みなし残業も時間外手当に該当するので、固定給から外します。

※基本給は45時間分のみなし残業代含む

基本給職務手当通勤手当時間外手当
190,000円20,000円8,000円0円
合計:218,000円
労働日数労働時間/月福岡県の最低賃金
22日176時間841円

45時間分のみなし残業代を基本給から引きます。

 

210,000円÷176時間×1.25×45時間
67,095円(みなし残業代)

210,000円-67,095円
142,905円(残業代抜いた基本給)

142,905円÷176時間
811円(時給)

時給は811円となり、福岡県の最低賃金である841円を上回っているので適正の給与が支払われていることになります。

みなし残業は残業代が多く設定されており、本来の基本給が意外と少ない場合は最低賃金を下回っている可能性があります。

月給制だからと安心はせず、今回の計算式を参考に一度計算してみてはいかがでしょうか。

 

 

万が一、最低賃金より低かったら

万が一、自分の給与が最低賃金を下回っていた場合はどう対処すればいいのか。

直接会社に言うのも一つの手段ですが、そうなると会社とのトラブルに発展してしまう場合があります。

そんな時は「労働基準監督署」へ相談することをおすすめします。

労働基準監督署

労働基準監督署(労基署)とは、労働基準法などに基づき企業の監督を行う厚生労働省の出先機関です。

法律違反行為があった場合には行政指導や捜査も行い、労働者にとってより良い職場環境を保全する機関です。

労働基準監督署は最低賃金に関することだけでなく、不当な解雇などに関する相談やパワハラ・セクハラなどのハラスメント行為の相談なども受け付けています。

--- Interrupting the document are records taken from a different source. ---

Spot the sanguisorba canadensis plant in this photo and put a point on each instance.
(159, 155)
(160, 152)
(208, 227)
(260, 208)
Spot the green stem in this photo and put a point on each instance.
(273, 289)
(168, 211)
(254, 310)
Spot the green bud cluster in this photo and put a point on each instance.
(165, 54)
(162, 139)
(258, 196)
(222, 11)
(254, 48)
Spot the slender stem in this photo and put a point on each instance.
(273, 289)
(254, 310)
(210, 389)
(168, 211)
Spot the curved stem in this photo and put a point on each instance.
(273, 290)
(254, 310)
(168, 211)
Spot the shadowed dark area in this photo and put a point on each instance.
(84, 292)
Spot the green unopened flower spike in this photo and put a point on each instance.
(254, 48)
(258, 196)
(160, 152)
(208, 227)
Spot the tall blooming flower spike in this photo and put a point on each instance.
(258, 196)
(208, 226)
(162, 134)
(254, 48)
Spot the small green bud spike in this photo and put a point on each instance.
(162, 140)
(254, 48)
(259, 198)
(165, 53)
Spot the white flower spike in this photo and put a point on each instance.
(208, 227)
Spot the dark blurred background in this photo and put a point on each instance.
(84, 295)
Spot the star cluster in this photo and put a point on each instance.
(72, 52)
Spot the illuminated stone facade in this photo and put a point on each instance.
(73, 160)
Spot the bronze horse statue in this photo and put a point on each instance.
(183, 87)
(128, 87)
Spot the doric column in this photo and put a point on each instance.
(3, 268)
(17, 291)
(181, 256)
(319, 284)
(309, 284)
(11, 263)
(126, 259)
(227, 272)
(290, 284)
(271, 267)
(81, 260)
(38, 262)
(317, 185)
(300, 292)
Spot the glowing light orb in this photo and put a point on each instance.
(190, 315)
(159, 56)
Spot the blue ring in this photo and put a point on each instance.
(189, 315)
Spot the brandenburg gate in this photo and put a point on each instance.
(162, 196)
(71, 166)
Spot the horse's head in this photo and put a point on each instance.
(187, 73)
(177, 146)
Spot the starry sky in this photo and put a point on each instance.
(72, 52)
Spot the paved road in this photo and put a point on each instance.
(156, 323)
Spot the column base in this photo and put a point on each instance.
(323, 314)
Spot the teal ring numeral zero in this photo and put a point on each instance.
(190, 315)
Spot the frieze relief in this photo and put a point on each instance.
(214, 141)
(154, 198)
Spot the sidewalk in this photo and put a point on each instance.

もし、会社へ直接言うことが怖い、会社に言ったことでクビになるかもしれないといった不安がある場合は利用してみてください。

匿名でも受け付けてもらえます。

 

 

最低賃金が減額される可能性がある

最低賃金は国が定めた支払うべき賃金の最低額ですが、最低賃金よりも下回っていても違法にならない場合があります。

それは「最低賃金の減額の特許許可」がある場合です。

最低賃金の減額の特許許可

一般労働者より労働能力が低い場合に、都道府県労働局長から許可が出れば個別で最低賃金の減額が特例で認められることを言います。

ただ単に「仕事ができない」という理由ではなく、以下の条件に当てはまる人に対して適用されるものです。

 

最低賃金減額の特例条件

  • 精神または身体の障害によって労働能力が低い方
  • 試用期間中の方
  • 基礎的な技能などの認定職業訓練を受ける人のうち、厚生労働省令で定める方
  • 軽易業務を行う方
  • 断続的に労働する方

もっと詳しく

特例条件や申請の仕方などの詳細に関しては労働基準監督署か「都道府県労働局労働基準部賃金課室」に問い合わせてください。

 

 

まとめ

最低賃金は毎年変わる場合もありますので、変わる時期や転職の際にこの辺りに注目するのも仕事探しの目安になるかもしれません。

また、今回のことで最低賃金アップは喜ぶことばかりでなく、逆に問題となる点もあると思います。

今後、労働環境がどのように変わっていくのかにも注目し、労働力に見合った報酬を受けられるようにしましょう。